Several leading progressives in Congress are reportedly pushing legislative branch colleagues — and President Joe Biden — to steer clear of anti-China policies, warning that rhetoric critical of the Communist country could encourage racism against Asian Americans and possibly lead to a Cold War with Beijing.
"We need to be clear-eyed in understanding that China today, led by the Communist Party and propelled by [Chinese President] Xi Jinping’s hyper-nationalism, is unlike any challenge we have faced as a nation before," said Senate Foreign Relations Committee Chair Bob Menendez, D-N.J., who recently introduced the Strategic Competition Act. "If we are to develop a regional and international order consistent with progressive values, then we must be realistic about the China we have, not the China we want to have."
Rep. Ilhan Omar, D-Minn., urged U.S. leaders to tread lightly when criticizing China, Politico reported.
"We need to distinguish between justified criticisms of the Chinese government’s human rights record and a Cold War mentality that uses China as a scapegoat for our own domestic problems and demonizes Chinese Americans," Omar said.
She added that, while the U.S. should hold China accountable for its human rights abuses, the U.S. must be careful in how it acts, claiming Xi has borrowed U.S. strategies such as mass surveillance and hyping the threat of Islamic radicalism to justify the arbitrary detention of citizens.

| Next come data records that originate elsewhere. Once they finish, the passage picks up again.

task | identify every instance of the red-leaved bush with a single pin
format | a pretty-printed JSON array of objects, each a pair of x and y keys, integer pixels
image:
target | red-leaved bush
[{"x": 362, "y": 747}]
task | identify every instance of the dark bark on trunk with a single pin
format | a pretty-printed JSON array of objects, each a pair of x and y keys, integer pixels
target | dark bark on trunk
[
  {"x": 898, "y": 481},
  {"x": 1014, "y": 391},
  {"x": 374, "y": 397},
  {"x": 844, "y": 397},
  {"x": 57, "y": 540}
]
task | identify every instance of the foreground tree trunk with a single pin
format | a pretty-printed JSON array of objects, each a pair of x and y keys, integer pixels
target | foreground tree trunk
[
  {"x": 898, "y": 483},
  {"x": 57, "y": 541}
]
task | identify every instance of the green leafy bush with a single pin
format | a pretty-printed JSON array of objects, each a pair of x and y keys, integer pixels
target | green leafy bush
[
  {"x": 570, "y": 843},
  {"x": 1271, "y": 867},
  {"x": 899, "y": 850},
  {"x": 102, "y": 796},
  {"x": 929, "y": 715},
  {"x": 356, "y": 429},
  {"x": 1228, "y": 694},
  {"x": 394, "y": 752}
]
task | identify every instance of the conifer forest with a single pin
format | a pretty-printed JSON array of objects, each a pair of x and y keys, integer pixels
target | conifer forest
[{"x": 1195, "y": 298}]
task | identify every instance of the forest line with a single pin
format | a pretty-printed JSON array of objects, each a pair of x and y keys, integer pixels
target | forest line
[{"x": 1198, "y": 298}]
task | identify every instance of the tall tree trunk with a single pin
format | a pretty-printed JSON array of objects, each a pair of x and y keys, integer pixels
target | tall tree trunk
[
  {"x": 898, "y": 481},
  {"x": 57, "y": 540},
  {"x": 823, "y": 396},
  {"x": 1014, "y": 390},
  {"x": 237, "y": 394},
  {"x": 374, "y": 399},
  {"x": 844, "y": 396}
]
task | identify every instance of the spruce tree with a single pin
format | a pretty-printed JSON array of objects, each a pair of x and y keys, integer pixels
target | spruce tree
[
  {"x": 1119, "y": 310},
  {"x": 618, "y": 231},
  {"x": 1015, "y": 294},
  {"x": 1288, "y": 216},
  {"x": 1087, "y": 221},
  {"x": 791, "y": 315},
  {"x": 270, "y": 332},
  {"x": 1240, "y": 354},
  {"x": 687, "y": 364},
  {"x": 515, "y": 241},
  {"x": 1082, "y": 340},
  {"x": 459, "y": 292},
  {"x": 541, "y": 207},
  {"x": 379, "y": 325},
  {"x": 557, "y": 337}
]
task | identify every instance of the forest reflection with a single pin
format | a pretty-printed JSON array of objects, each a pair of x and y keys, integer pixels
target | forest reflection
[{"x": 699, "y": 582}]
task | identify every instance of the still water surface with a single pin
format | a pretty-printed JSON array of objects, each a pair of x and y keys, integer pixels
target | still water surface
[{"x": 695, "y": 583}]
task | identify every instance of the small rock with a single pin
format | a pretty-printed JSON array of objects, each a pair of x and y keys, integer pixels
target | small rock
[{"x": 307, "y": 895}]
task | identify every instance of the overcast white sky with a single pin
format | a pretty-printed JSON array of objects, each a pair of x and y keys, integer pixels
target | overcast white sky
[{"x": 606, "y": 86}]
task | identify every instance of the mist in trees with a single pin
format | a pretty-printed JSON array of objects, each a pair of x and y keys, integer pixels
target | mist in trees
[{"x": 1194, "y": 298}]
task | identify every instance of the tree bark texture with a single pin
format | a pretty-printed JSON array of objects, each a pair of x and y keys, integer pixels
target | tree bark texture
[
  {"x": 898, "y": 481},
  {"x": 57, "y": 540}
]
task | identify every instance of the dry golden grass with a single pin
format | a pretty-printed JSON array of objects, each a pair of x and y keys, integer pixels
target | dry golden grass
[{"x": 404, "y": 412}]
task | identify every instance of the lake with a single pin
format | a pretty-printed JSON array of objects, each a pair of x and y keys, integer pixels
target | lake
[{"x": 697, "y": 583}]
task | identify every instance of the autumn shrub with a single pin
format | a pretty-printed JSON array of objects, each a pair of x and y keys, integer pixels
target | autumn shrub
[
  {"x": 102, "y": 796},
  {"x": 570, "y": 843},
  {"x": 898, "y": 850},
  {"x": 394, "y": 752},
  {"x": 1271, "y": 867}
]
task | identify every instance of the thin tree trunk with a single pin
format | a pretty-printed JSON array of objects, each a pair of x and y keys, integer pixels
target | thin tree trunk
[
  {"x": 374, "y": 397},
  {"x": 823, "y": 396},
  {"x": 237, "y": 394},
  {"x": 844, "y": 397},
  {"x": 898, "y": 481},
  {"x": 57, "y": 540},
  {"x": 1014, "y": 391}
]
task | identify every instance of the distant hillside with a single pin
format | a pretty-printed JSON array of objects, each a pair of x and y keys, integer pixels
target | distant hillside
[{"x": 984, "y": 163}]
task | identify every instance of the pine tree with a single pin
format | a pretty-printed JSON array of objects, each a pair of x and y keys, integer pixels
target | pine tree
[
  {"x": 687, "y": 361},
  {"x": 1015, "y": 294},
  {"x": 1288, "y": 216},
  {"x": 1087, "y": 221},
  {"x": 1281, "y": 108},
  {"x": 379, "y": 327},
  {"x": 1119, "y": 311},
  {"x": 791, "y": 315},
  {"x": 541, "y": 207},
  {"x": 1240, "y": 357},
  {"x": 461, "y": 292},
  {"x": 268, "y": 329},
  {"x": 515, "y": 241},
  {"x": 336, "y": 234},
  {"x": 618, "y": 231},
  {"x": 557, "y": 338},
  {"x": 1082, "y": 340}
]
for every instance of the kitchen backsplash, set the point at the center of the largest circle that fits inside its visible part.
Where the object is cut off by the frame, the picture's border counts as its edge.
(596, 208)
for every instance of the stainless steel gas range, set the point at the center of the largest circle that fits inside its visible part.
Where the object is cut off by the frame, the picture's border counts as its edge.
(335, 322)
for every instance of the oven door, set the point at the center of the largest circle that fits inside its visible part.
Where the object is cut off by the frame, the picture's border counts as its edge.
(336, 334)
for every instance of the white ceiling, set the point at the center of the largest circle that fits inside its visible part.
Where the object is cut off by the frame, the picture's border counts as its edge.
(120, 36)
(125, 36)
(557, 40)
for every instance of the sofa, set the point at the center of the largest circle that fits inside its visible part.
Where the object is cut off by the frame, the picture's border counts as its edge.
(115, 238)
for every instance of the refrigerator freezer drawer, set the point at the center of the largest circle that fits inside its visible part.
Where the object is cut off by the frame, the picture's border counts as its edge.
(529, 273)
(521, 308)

"So we’re also overdue for a serious reckoning with the way our own war on terror language has been used by Xi and others to commit the gravest of human rights violations," Omar said.
Rep. Jamaal Bowman, D-N.Y., noted that while he has sponsored Senate Majority Leader Chuck Schumer’s Endless Frontier Act, and still supports its provisions that would improve technological research and production, he "strongly reject[s] any anti-China rhetoric associated with this bill, and we must be vigilant about the impacts of such rhetoric on AAPI communities at a time of increased hate crimes."
"We won't be able to solve the challenges of the 21st century — like the climate crisis and global health — unless we have relationships that harness partnerships across the globe, including China," Bowman said.
Rep. Mark Pocan, D-Wis., the co-founder of the Defense Spending Reduction Caucus added that "our defense budget is already 3.5 times the size of China’s — we’re on track to spend $530 billion more than China on defense spending this year. We don’t need more money towards military buildups abroad — we need to prioritize diplomacy in our foreign policy."
"Progressives are cautioning against falling into the trap of treating conflict with China as a way to build bipartisan unity," said Matt Duss, a foreign policy adviser for Sen. Bernie Sanders, I-Vt. "We should listen now about the potential impact of a new U.S.-China Cold War."